Koptekst overslaan
 

Overige afdrukproblemen

Status

Mogelijke oorzaken, beschrijvingen en oplossingen

Op de afdrukzijde van het papier zitten tonervlekken.

De papierinstelling is mogelijk onjuist. Hoewel u bijvoorbeeld dik papier gebruikt, is de instelling voor dik papier niet opgegeven.

  • Controleer de papierinstellingen van het printerstuurprogramma.

    Raadpleeg de Help bij het printerstuurprogramma.

Controleer of het papier niet is omgekruld of gevouwen. Enveloppen kunnen gemakkelijk omkrullen. Strijk het papier vlak voordat u het plaatst.

Zie Papier en andere media.

Het papier loopt regelmatig vast.

De afdrukken vallen achter de printer nadat ze zijn uitgevoerd.

Zet de juiste stoprand omhoog (voorrand voor formaat A4, achterrand voor formaat legal).

Zie Buitenzijde: Voorzijde.

De afdrukken worden niet goed opgestapeld.

  • Het papier is vochtig. Gebruik papier dat op de juiste wijze is bewaard.

    Zie Papier en andere media.

  • Trek het verlengstuk naar buiten.

  • Zet de juiste stoprand omhoog (voorrand voor formaat A4, achterrand voor formaat legal).

    Zie Buitenzijde: Voorzijde.

Meerdere pagina's worden tegelijk doorgevoerd.

  • Mogelijk is er ruimte tussen de voorste geleider en het papier, of tussen de papiergeleiders aan de zijkant en het papier in de papierlade. Zorg ervoor dat er geen openingen zijn.

    Zie Papier plaatsen.

  • Het papier is te dik of te dun.

    Zie Papier en andere media.

  • Het papier is reeds bedrukt.

    Zie Papier en andere media.

  • De hoeveelheid papier die in de lade is geplaatst, overschrijdt het maximum. Zorg dat de stapel niet hoger is dan de markering in de lade.

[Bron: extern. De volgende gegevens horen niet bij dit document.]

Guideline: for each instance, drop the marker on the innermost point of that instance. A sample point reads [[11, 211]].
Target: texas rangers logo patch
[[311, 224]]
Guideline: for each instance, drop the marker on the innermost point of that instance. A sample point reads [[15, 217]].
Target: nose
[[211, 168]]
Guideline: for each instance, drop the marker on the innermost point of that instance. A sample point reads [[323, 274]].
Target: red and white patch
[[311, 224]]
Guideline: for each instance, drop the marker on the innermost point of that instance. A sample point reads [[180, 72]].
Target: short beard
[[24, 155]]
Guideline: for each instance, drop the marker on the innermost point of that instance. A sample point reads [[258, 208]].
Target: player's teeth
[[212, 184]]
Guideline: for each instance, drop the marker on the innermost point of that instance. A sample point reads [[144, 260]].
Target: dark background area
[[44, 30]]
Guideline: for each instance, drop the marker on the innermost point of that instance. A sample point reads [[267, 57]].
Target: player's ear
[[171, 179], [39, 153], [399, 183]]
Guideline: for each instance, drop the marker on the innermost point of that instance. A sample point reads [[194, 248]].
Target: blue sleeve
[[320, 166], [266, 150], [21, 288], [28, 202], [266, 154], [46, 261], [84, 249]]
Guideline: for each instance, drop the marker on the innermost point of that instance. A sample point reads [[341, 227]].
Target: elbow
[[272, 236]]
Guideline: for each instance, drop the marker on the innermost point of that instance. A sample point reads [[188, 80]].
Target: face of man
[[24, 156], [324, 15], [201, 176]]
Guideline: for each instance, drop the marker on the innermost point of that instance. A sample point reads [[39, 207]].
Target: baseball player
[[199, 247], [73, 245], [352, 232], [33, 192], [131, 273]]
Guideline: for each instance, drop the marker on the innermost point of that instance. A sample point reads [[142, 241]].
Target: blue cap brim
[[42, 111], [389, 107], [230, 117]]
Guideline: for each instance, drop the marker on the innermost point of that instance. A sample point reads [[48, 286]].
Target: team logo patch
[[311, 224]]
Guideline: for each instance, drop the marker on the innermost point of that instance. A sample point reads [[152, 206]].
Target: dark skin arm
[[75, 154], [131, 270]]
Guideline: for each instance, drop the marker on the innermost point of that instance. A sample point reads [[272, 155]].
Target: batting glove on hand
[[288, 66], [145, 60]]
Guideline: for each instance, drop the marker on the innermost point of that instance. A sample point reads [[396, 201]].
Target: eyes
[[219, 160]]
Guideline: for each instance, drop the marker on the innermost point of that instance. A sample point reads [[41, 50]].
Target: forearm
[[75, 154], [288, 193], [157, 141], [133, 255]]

    Zie Papier en andere media.

  • Het papier is statisch. Gebruik papier dat op de juiste wijze is bewaard.

    Zie Papier en andere media.

  • Het wrijvingskussen of de papierinvoerroller is misschien vuil. Maak het betreffende onderdeel schoon.

    Zie Het wrijvingskussen en de papierinvoerroller reinigen.

  • Controleer of er geen papier in de lade is geplaatst terwijl zich hierin nog papier bevindt.

    Plaats alleen papier in de lade wanneer de lade leeg is.

  • Waaier het papier los voordat u het in de lade plaatst.

Het papier is gekreukt.

  • Het papier is vochtig. Gebruik papier dat op de juiste wijze is bewaard.

    Zie Papier en andere media.

  • Het papier is te dun.

    Zie Papier en andere media.

  • Mogelijk is er ruimte tussen de voorste geleider en het papier, of tussen de papiergeleiders aan de zijkant en het papier in de papierlade. Zorg ervoor dat er geen openingen zijn.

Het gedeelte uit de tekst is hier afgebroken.